Ben,
 
The definitions of intelligence might be derived from the notions of life given by Maturana and Varela.  Autopoietic is the term used there.
 
But it is the "social" requirement that a definition be given that is problematic here, as you know from similar discussions on this issue.  The life sciences have long been caught in a position of not being able to do something that is quite impossible, and this position is easily misunderstood.  There are things that are easier to define and then use the definitions as if this definition where the thing that is referenced.  Machine translation of text about these things is quite easy.  But the definition is never the thing itself, except in the special class of mental abstractions. Even here is is not so easy to know if a = a.
 
There is a class of things where the definition of what the thing is is problematic simply because those "things" are not amiable to definition.  Things that have emergence within the thing's history are generally examples of things that change in ways that make a definition difficult.  So "it" is so and so now, and then later it is something quite different.  One can shift the "definition" to be about things that change what their precise definition is, but this shift is rarely informative about the essence of the thing.  Like life itself.  We might need to take life as something that cannot be put into a shoe box, or into a computer processor.  These are principled arguments that one can not dismiss simply by behaving in a social fashion and claiming something else that has not been demonstrated. 
 
That "I" have not demonstrated precise definitions to the phenomenon of life or the phenomenon of intelligence is not a proper argument that you are right about the possibility of computer life.  I have not and likely cannot demonstrate such definitions because such definitions must be abstractions whose variance, from the reality we are discussing, is not only large but is not even measurable.  We simply cannot know the essence of some things except as an experience, and this experience may not be convertible (reduced to) a set of atomic definitions. 
 
To bad, but perhaps this is simple the way the natural world is.  How we choose to regard these questions will not change the nature of the world.   Not in the essence, at least. 
 
***
 
The requirement that there be "definitions" is a type of reductionism.  To say that there are real things that we either can not talk about very well precisely or can not understand at all is just to say what one feels is the case.  A "requirement" to give definitions is in these cases an external requirement that one does not have to accept.
 
It is in fact an imposition on me to for this issue to be treated as a religious-type tenant.

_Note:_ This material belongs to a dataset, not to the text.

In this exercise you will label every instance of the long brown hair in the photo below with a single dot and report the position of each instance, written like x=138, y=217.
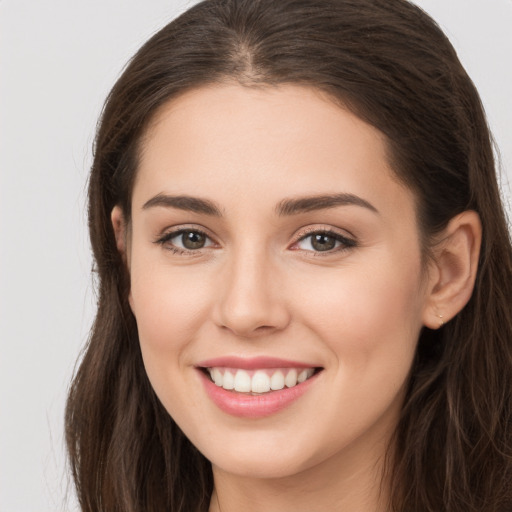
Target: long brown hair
x=391, y=65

I say this hoping that you will see where the argument starts from, in my opinion.  The technical challenges facing this new field of endeavor, that I have myself recently created, called differential ontology; depends strongly on the explicit social agreement that things cannot be known precisely and yet one might create computational processes that produce a sign system that points (as in later Wittgenstein) at the structure of human discourse.  It is simply a computational process that does these types of things that I am looking for, not a baby. 
 
I do not accept this requirement for exact definitions to things like intelligence based on a principled argument that the nature of the world does not admit to this requirement.  I think you will find this position in later Wittgenstein and else where.  Also, I read Peirce quite differently than you do. 
 
I actually am making the point that no machine has achieved any reasonable definition of intelligence, and pointing out that the claim that this will eventually happen is a claim that does not have plausible evidence based on the effort over the past fifty years, PLUS an analysis of the categorical difference between abstraction and natural things that are not abstractions.
 
I have defined the Manhattan Project to establish Knowledge Science is a different fashion that the one that you give.
 
This is essentially the core of the issue between you and now right now. 
 
I want to advance the science of knowledge sharing and knowledge experience, and I do not think that a computer is an essential part of either knowledge sharing and knowledge experience.  So far, we use the computer to develop illusions that models are very close to reality, when in fact there is a lot of false sense making going on.  The IT sector then prostitutes these illusions to gain economic flow. 
 
The value that the computer gives to us is paid for in many many ways that have strong similarity to the exploitation of the environment, and the "third world, that the industrial age caused.  The damage is hidden now in the eyes of most, but perhaps the inability to share simple information within the intelligence community is waking folks up to the process.  Something has to be done to change this failure of IT to deliver on knowledge sharing facilitation. 
 
I am not sure that you see how different my motivation is.  It is easy to not see the points that I am making, although I have become quite practiced at saying things precisely and crisply.
 
And as always, I do not read interspersed text on principle that what I am saying has the context of the entire message.